The Economic Community of West African States (ECOWAS) is holding a two-day donors conference here on funding the establishment of a permanent base for regional peacekeeping operations.
The depot will be used to support the ECOWAS Standby Force, election monitoring and civil police support.
The executive secretary of the regional grouping, Mohamed Ibn Chambas, told representatives of the European Union, the United Nations, China and the United States that the conflicts in the sub-region had diverted his organisation’s attention to conflict-resolution and management.
“During such conflict-resolution and peacekeeping deployments…the issue of logistics support for our troops had been a major bottleneck and we had to rely on our partners for huge logistics support requirements,” Chambas said.
He said that ECOWAS needed strong logistics infrastructure support for peace operations. Chambas said the US government is offering to be the lead nation and that talks were underway for material and major end items worth US $40-50 million to be transferred to ECOWAS ownership.
Sierra Leone’s president, Ahmad Tejan Kabbah, welcomed the initiative for an ECOWAS logistics depot, which will have its coastal base at Hastings some 16 km outside Freetown. An inland depot would be located in Bamako, Mali.

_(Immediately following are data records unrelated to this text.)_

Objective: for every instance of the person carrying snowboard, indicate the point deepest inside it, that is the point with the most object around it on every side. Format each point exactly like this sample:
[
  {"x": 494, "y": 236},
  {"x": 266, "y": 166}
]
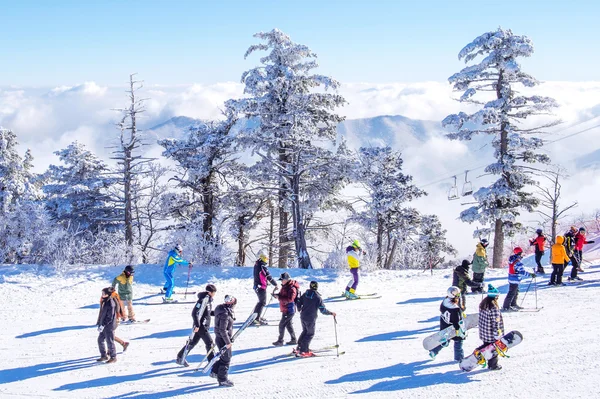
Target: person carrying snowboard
[
  {"x": 559, "y": 259},
  {"x": 201, "y": 326},
  {"x": 310, "y": 303},
  {"x": 491, "y": 324},
  {"x": 480, "y": 263},
  {"x": 173, "y": 259},
  {"x": 516, "y": 272},
  {"x": 538, "y": 243},
  {"x": 261, "y": 278},
  {"x": 461, "y": 279},
  {"x": 224, "y": 318},
  {"x": 124, "y": 281},
  {"x": 354, "y": 254},
  {"x": 451, "y": 315},
  {"x": 287, "y": 306}
]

Kabbah said the idea was designed “to ensure that our sub-region secures the capability to effectively and efficiently support the creation and sustenance of the emerging standby force as it performs its sub-regional missions”.
He said the establishment of a standby force would send a “clear message to any would-be trouble makers” in the region. In 1990, when Sierra Leone provided a base to the regional military force for Liberia, ECOMOG, then-rebel leader Charles Taylor threatened that that the country would “taste the bitterness of war”.
Conflict erupted in Sierra Leone the next year and it lasted for a decade. British troops, West African and UN peacekeepers helped put an end to the fighting.